Bicycle engine gasser


Active member
No idea if this will work,but something struck me today: when I first got interested in RC planes,late 1980s, they were mostly nitro engines, and the cox .049 was the most common as they could be bought new for about 40-50$. Technology has progressed a lot since then, brushless engines can be had for $10 for the mass produced inexpensive end of the spectrum and gassers are less common. OS has replaced COX as the most common brand,built with far tighter tolerances, more reliable and more powerful,but almost 5x the price of the lowly COX.049. until a few years ago I was adding cheap Chinese 2 stroke engines to bicycles,sometimes called the HT engine after one of the common brand names (Happy Time) I wonder if one of these dirty,heavy, unreliable cast potted aluminum and steel power plants on a large enough airframe with sufficient glide, enormous wing,and cartoonish propeller with extreme pitch could power an aircraft?
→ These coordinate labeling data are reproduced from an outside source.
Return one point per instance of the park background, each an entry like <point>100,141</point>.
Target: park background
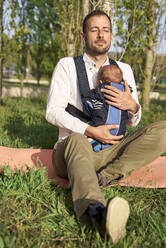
<point>34,36</point>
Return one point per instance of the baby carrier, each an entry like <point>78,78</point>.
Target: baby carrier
<point>114,115</point>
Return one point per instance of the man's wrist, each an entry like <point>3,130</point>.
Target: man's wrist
<point>89,131</point>
<point>133,107</point>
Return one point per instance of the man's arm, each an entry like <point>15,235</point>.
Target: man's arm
<point>59,97</point>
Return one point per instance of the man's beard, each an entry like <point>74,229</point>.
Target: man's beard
<point>96,50</point>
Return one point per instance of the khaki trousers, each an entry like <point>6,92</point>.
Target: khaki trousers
<point>75,159</point>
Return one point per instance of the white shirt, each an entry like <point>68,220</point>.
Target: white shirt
<point>64,90</point>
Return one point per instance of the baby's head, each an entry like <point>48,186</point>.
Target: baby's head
<point>109,73</point>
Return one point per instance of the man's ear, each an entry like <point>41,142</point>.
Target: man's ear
<point>82,36</point>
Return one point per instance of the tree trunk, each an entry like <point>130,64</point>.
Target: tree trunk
<point>107,7</point>
<point>1,45</point>
<point>85,8</point>
<point>149,55</point>
<point>70,44</point>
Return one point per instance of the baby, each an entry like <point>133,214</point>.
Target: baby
<point>100,112</point>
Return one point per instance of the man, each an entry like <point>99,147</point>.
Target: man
<point>73,157</point>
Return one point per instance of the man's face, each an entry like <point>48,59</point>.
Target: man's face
<point>98,35</point>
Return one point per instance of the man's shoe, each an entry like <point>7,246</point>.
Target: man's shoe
<point>117,213</point>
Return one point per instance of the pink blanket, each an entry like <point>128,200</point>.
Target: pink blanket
<point>152,175</point>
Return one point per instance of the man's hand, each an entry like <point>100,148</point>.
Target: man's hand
<point>120,99</point>
<point>102,133</point>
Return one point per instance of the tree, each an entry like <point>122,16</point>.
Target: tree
<point>137,29</point>
<point>149,53</point>
<point>1,44</point>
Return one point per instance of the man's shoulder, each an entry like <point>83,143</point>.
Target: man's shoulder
<point>123,65</point>
<point>66,60</point>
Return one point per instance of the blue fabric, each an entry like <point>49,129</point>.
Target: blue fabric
<point>101,113</point>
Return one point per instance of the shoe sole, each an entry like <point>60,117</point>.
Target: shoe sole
<point>117,215</point>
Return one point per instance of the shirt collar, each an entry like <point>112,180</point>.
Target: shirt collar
<point>90,62</point>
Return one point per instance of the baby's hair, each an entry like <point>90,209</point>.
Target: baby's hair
<point>109,73</point>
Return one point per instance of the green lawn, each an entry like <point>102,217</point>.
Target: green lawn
<point>33,213</point>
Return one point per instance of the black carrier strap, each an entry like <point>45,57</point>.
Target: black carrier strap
<point>83,84</point>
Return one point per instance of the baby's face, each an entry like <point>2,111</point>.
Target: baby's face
<point>109,77</point>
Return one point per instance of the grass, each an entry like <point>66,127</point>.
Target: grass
<point>35,214</point>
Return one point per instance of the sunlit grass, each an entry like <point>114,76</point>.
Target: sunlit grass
<point>33,213</point>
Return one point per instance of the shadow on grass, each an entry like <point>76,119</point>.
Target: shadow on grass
<point>43,135</point>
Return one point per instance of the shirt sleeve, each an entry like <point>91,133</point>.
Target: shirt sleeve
<point>58,99</point>
<point>133,119</point>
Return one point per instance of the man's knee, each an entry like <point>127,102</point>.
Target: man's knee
<point>159,130</point>
<point>76,138</point>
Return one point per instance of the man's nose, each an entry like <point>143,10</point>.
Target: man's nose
<point>100,33</point>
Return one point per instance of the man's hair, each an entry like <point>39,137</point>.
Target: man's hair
<point>94,13</point>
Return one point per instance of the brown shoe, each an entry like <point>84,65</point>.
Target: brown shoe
<point>117,213</point>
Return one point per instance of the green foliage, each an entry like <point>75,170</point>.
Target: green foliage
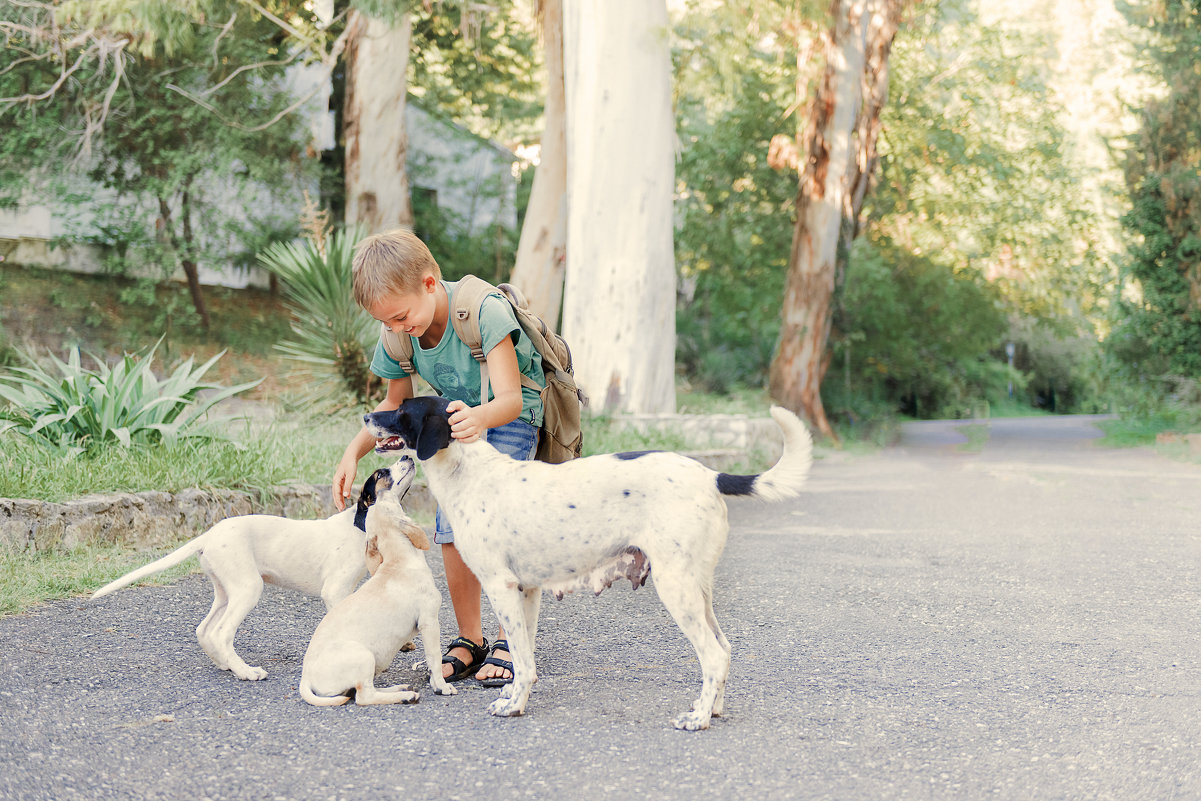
<point>914,336</point>
<point>76,408</point>
<point>28,578</point>
<point>975,168</point>
<point>332,338</point>
<point>186,129</point>
<point>1158,332</point>
<point>734,213</point>
<point>1059,372</point>
<point>479,65</point>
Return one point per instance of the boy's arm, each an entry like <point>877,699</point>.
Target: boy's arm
<point>399,389</point>
<point>468,423</point>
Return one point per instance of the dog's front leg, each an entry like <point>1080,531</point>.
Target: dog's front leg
<point>509,605</point>
<point>431,640</point>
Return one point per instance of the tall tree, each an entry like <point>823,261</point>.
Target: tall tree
<point>619,302</point>
<point>837,154</point>
<point>1160,333</point>
<point>376,138</point>
<point>542,250</point>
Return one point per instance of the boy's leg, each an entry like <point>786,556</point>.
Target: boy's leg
<point>464,589</point>
<point>518,440</point>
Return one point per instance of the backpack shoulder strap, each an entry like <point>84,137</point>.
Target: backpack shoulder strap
<point>465,302</point>
<point>399,347</point>
<point>468,296</point>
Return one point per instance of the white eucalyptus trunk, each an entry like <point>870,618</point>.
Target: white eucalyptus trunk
<point>542,251</point>
<point>374,124</point>
<point>619,303</point>
<point>829,149</point>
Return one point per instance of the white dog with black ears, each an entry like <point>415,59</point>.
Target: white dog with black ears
<point>527,526</point>
<point>359,637</point>
<point>318,557</point>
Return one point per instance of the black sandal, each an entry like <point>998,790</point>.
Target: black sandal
<point>499,681</point>
<point>462,670</point>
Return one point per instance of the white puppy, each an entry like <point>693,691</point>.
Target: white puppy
<point>526,526</point>
<point>318,557</point>
<point>359,637</point>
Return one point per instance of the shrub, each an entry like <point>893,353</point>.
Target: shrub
<point>332,338</point>
<point>66,405</point>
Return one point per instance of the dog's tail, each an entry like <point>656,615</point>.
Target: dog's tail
<point>187,549</point>
<point>318,700</point>
<point>787,476</point>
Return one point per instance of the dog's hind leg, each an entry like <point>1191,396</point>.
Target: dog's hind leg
<point>716,628</point>
<point>532,607</point>
<point>243,590</point>
<point>509,605</point>
<point>686,601</point>
<point>204,631</point>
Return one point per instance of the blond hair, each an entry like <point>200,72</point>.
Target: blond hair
<point>394,262</point>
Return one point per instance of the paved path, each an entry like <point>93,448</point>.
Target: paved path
<point>1010,616</point>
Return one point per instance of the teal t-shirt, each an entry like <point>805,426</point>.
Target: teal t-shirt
<point>449,368</point>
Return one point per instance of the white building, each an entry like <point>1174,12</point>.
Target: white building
<point>470,178</point>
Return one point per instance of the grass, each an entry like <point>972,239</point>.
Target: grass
<point>30,578</point>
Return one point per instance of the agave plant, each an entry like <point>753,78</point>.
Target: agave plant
<point>332,336</point>
<point>75,407</point>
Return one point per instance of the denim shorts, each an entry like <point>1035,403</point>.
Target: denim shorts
<point>518,440</point>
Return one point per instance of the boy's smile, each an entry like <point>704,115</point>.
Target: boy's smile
<point>422,314</point>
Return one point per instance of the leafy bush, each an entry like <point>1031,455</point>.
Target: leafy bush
<point>332,336</point>
<point>914,336</point>
<point>77,408</point>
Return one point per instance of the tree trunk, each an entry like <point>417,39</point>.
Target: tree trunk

They weigh about 10# plus gas! They produce a bit over a horsepower at 5000 rpm and go up to about 13000, properly tuned can be 7 hp,they make 49 & 66cc models,as in US anything 50cc & above is no longer an assisted bicycle but a powered cycle or moped and must be license that insured. Using the same block they port the 49cc and boring it out and adding a larger piston they sell them as 66cc (commonly called 80cc but that's inaccurate) and these things are so randomly assembled implants with no quality control they often leave bits of casting burrs all over the engine which you have to file off, the 66cc is seldom any more powerful than the 49. The 49 revs higher and I've noticed sometimes better acceleration on the smaller one. The 6- is a bit lighter though. I wonder if anyone has been able to make this work? I searched and didn't see anything but maybe there's some dark corner I missed. Wholesale these engines can be had for about $47, and that's including a crappy cdi meant for a 4 stroke,a leaky unreliable carburetor and everything you need to attach it to a bicycle including a leaky teardrop gas tank


Techno Nut
Most peeps are headed down the E-BIKE road these days. Peter Sripol did a solar/ E conversion recently. Think I would have picked a more efficient power transfer method than he did, but was good and entertaining!

I've thought about strapping an EDF or two on one of my road bikes for giggles too.



Wake up! Time to fly!
Problem with nitro motors is fuel consumption not really viable as a "transportation" method. You could assist by using gear boxes but still very inefficient AND super expensive ($30 + per gallon) means to an already solved end.